Krebs: Was hilft und was nicht? Expertin im Gespräch

Weg-Remers-Susanne_05
Susanne Weg-Remers. Foto: DKFZ/Tobias Schwerdt, Wiesenbach

Krebs ist die zweithäufigste Todesursache in Deutschland. Jedes Jahr erkranken rund 500 000 Menschen. Im Internet kursieren die unterschiedlichsten Heilmethoden. Viele sind wissenschaftlich belegt. Susanne Weg-Remers vom Krebsinformationsdienst des Deutschen Krebsforschungszentrums (dkfz) im Interview über harmlose und gefährliche Praktiken.

Manche Patienten misstrauen der Schulmedizin und bevorzugen alternative Heilmethoden. Was versteht man darunter?
Eine allgemein anerkannte Definition gibt es nicht. Wir vom dkfz fassen unter dem Fachbegriff komplementärer und alternativer medizinischer Verfahren unterschiedliche Praktiken und Präparate zusammen. Das ist ein Sammelbecken an Methoden. Sie haben gemeinsam, dass die Wirksamkeit bislang nicht wissenschaftlich bewiesen worden ist. Außerdem muss in der Schulmedizin nachgewiesen werden, dass das Arzneimittel oder die Methode unbedenklich ist. Risiken und Nebenwirkungen müssen sich also in einem angemessenen Verhältnis zum potenziellen Nutzen bewegen.

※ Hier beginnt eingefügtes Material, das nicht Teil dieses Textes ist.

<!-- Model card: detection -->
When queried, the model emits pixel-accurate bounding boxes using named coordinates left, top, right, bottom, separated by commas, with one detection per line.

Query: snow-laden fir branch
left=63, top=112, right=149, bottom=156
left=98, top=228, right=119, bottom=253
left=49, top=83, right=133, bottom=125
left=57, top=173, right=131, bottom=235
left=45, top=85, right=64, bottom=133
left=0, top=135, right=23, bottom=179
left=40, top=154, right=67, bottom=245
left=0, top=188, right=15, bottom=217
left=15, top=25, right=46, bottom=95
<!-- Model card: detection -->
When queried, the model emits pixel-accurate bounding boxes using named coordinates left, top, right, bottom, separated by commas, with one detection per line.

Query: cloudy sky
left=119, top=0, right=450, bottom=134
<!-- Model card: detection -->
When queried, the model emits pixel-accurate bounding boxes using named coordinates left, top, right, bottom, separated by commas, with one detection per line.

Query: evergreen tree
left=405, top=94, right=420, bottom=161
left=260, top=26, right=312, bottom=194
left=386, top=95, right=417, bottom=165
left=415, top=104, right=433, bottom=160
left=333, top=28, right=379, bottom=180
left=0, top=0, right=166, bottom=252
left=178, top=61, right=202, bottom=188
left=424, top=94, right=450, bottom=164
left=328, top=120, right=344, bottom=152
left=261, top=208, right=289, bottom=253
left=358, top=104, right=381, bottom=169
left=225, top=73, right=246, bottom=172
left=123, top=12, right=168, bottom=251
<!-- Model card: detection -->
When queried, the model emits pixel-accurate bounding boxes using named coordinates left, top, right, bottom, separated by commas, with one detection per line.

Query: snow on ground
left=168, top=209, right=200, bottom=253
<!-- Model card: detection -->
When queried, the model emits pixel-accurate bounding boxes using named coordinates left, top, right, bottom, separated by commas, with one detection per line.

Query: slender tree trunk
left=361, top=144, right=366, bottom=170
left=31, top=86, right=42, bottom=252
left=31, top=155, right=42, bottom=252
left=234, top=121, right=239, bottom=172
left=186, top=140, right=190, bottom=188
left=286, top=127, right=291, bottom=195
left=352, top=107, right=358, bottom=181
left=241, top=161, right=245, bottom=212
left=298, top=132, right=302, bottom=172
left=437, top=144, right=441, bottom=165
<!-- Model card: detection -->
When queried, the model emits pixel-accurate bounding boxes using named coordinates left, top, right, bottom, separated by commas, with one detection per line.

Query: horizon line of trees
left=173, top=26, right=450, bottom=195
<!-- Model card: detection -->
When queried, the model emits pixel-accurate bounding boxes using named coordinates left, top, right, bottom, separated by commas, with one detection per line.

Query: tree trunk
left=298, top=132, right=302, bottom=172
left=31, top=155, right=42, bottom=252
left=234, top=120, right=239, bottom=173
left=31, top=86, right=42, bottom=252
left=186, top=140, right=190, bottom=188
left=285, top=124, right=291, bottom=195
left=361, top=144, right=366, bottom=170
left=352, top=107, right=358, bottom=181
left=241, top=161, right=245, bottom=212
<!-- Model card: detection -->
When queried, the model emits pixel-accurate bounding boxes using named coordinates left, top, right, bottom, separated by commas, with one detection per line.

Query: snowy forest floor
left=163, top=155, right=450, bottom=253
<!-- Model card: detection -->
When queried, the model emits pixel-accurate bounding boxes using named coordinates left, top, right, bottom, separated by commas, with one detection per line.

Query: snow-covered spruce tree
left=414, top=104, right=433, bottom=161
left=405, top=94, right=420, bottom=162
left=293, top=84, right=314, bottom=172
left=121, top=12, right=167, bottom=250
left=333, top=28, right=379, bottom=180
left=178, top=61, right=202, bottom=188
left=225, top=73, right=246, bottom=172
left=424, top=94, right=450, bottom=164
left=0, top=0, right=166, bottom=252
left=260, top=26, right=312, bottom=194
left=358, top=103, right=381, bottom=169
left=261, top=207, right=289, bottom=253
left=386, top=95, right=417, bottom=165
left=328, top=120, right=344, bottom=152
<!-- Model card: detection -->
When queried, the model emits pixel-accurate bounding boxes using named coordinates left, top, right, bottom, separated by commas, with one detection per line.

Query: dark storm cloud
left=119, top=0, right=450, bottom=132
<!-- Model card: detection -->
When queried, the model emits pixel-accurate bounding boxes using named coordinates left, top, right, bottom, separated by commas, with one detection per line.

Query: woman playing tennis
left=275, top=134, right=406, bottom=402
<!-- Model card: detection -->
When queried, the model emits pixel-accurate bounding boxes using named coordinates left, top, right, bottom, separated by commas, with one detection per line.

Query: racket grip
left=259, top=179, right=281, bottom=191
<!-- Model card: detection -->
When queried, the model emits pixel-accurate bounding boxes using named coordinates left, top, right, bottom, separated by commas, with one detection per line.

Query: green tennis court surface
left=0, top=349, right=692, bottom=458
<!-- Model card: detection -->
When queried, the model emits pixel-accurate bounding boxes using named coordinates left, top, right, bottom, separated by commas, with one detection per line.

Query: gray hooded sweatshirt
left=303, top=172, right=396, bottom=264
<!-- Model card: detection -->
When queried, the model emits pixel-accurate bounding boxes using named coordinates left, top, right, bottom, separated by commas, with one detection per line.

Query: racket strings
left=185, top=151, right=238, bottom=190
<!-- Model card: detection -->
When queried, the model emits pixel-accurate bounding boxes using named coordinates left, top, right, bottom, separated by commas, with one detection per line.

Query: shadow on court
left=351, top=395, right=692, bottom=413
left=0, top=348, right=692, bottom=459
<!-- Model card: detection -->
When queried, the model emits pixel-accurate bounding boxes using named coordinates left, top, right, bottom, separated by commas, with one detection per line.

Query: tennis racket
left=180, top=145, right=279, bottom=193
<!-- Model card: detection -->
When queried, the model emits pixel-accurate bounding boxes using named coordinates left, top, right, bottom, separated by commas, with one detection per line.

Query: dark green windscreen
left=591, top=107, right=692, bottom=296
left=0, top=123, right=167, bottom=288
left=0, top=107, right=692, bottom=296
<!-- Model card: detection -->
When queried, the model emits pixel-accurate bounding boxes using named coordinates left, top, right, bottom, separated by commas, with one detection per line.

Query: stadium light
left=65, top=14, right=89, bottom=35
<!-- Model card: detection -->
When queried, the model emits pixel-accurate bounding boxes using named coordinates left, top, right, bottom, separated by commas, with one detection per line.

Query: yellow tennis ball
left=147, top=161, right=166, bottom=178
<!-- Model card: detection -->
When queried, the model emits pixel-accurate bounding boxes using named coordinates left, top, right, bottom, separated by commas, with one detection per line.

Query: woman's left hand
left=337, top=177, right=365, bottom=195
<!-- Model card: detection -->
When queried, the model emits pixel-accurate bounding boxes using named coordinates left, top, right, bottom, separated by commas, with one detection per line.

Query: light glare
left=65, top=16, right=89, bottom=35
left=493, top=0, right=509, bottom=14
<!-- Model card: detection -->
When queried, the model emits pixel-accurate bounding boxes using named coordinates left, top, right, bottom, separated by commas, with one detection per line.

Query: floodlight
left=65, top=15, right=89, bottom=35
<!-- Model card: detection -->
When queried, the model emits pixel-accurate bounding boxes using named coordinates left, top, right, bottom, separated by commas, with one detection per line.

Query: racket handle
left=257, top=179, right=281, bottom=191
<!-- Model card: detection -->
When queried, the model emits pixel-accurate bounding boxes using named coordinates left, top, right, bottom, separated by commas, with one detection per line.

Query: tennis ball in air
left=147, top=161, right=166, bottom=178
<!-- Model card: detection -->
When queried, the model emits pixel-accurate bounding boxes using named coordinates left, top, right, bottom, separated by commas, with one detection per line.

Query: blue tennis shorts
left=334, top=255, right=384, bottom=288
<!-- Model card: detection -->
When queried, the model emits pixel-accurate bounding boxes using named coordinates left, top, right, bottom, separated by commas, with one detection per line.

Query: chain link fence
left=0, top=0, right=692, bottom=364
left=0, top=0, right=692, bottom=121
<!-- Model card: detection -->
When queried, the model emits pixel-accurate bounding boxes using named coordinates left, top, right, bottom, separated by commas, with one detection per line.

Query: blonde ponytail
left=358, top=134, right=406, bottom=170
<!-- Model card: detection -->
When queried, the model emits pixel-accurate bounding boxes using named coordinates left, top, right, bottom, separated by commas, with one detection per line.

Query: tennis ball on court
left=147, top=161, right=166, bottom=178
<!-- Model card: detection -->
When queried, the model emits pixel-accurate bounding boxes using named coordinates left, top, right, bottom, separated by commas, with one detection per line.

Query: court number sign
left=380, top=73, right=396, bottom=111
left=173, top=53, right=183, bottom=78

Warum greifen Patienten trotzdem auf diese unsicheren Verfahren zurück?
Fast alle Menschen haben böse Assoziationen mit der schulmedizinischen Krebstherapie. Man weiß, dass einem bei der Chemotherapie übel wird, die Haare ausfallen und es einem schlechter geht. Anbieter von komplementären und alternativen Methoden haben häufig den Marketing-Trick, dass sie mit Naturprodukten werben, die vermeintlich wirksam und zugleich sanft und nicht aggressiv sind. Das birgt ein Versprechen, das die Methoden im Regelfall nicht halten können. Einzelne Patienten oder Angehörige fallen darauf herein, weil sie Angst vor der Schulmedizin haben.

Wovon würden Sie besonders abraten?
Auf jeden Fall vom Amygdalin, dem sogenannten Vitamin B17, das zum Beispiel in bitteren Aprikosenkernen enthalten ist. Auch das Miracle Mineral Supplement (MMS) ist eine Substanz, von der wir abraten, ebenso von bestimmten Formen der Krebsdiät. Die Hinweise sind sehr stark, dass es Nebenwirkungen gibt, die mit hoher Wahrscheinlichkeit viele betreffen. Einige dieser Verfahren können sogar lebensbedrohlich sein.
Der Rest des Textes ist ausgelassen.